A working group set up by the European Commission (EC) will start work on guidelines for health & medical apps in March.
These guidelines are in response to work begun in 2014 when the EC asked for public comment on challenges facing the mobile health market in Europe and ways to address them. The results of that were published last year and one of the themes was the need for clear guidance on a range of issues including data security, liability & legal issues, and interoperability.
According to the EC’s statement, the working group has some pretty ambitious aims,
The group will seek to provide common quality criteria and assessment methodologies that could help different stakeholders (users, developers, vendors of electronic health record systems, payers etc.) in assessing the validity and reliability of mobile health applications.
In order to fully benefit from the mobile health apps that people increasingly use to monitor their lifestyle and health status or to manage their chronic disease, it should be possible in the future to link data from these apps to the electronic health records.
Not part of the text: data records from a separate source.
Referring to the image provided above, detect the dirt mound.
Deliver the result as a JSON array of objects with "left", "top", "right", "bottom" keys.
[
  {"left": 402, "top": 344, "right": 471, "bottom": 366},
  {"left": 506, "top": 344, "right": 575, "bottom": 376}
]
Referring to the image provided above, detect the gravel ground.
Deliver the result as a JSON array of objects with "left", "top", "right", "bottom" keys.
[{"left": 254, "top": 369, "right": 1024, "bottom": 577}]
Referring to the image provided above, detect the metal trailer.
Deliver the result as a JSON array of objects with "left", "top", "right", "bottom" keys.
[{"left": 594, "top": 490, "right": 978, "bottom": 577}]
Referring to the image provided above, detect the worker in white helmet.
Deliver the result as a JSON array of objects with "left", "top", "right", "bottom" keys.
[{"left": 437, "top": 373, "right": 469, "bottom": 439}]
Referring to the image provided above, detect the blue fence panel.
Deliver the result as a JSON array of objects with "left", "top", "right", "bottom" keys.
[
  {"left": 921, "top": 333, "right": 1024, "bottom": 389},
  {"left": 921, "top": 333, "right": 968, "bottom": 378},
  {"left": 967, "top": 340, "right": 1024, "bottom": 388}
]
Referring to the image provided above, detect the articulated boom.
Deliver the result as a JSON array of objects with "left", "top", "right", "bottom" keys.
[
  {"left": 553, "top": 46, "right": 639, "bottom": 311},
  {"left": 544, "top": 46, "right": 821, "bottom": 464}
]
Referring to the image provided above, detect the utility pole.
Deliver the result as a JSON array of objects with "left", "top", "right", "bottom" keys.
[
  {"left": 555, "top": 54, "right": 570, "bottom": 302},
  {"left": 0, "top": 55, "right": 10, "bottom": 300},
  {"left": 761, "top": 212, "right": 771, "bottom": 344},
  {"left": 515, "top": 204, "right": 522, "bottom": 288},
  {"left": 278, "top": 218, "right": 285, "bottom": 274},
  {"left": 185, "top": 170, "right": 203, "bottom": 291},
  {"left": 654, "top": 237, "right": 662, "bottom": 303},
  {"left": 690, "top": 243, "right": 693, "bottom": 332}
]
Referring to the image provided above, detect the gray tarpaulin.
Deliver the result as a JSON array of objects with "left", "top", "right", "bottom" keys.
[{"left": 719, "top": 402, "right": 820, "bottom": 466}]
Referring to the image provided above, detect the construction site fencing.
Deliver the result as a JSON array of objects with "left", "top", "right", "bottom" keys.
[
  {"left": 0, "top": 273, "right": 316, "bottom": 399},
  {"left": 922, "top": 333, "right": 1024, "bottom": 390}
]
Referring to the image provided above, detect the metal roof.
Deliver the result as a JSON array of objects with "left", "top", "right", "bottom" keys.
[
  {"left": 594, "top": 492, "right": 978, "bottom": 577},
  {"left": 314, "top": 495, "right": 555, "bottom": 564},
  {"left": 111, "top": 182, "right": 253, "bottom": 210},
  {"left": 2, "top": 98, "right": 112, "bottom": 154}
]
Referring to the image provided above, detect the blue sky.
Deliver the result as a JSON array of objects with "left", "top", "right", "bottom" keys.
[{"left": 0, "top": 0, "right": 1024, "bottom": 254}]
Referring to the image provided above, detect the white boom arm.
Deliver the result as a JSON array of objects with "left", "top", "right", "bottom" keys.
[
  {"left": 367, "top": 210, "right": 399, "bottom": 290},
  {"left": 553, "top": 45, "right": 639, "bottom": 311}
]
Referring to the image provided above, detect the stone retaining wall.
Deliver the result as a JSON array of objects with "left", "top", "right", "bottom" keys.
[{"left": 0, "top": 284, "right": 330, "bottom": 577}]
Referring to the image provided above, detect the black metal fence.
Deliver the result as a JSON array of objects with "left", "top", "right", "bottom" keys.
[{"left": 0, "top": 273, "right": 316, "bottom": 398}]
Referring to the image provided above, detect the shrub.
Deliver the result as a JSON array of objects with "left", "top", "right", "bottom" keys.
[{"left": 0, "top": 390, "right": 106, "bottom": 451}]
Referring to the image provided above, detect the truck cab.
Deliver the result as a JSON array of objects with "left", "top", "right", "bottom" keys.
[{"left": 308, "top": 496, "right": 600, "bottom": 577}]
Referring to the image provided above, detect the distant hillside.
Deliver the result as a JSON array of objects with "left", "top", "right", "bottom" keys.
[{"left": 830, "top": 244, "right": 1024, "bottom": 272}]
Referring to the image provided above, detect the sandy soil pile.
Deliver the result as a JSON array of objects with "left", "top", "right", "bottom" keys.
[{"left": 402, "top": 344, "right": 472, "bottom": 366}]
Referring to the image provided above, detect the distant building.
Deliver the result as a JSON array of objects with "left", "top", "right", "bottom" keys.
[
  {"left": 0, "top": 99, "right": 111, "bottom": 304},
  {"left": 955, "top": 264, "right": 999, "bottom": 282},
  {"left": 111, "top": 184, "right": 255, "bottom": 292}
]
This means that patients would be able to give access to their health professionals to consult the data collected by the apps. Also, health professionals need the reassurance about the reliability of the apps, in order to be able to recommend apps to their patients and take apps’ data into consideration in a treatment/monitoring process.
We’ve talked before about the challenges in developing a single set of medical app guidelines that can not only address the entire market but also cover a broad areas like validity and reliability. Then there’s the technology itself. It took two years for the EC to just say it was going to create guidelines – who knows what the digital health landscape will look like by the time these medical app guidelines actually come out?
In the United States, the FDA has decided to address only a sliver of the medical apps as described in their medical app guidelines. Efforts to broadly cover the medical app space, like Happtique, have stalled in large part because of the scope and size of the market they tried to cover with a single set of guidelines.
That’s not to say guidance is impossible or not worth trying to develop. mHIMSS put out medical app guidelines focusing on usability a few years ago. Others have developed privacy guidelines for medical apps.
Comprehensive medical app guidelines are, however, a whole different ball game – the range of apps out there, whether you’re talking about the area they cover or the functionality they offer, is immense. The European Commission isn’t the only one taking on that challenge. The American Medical Association recently adopted a resolution declaring their intent to develop similar medical app guidelines.
Clearly, there is an unmet need in the market for more guidance on how to manage the many unique features of the healthcare sector, from protecting privacy to complex regulatory & legal responsibilities. It will be interesting to see whether efforts like these offer answers.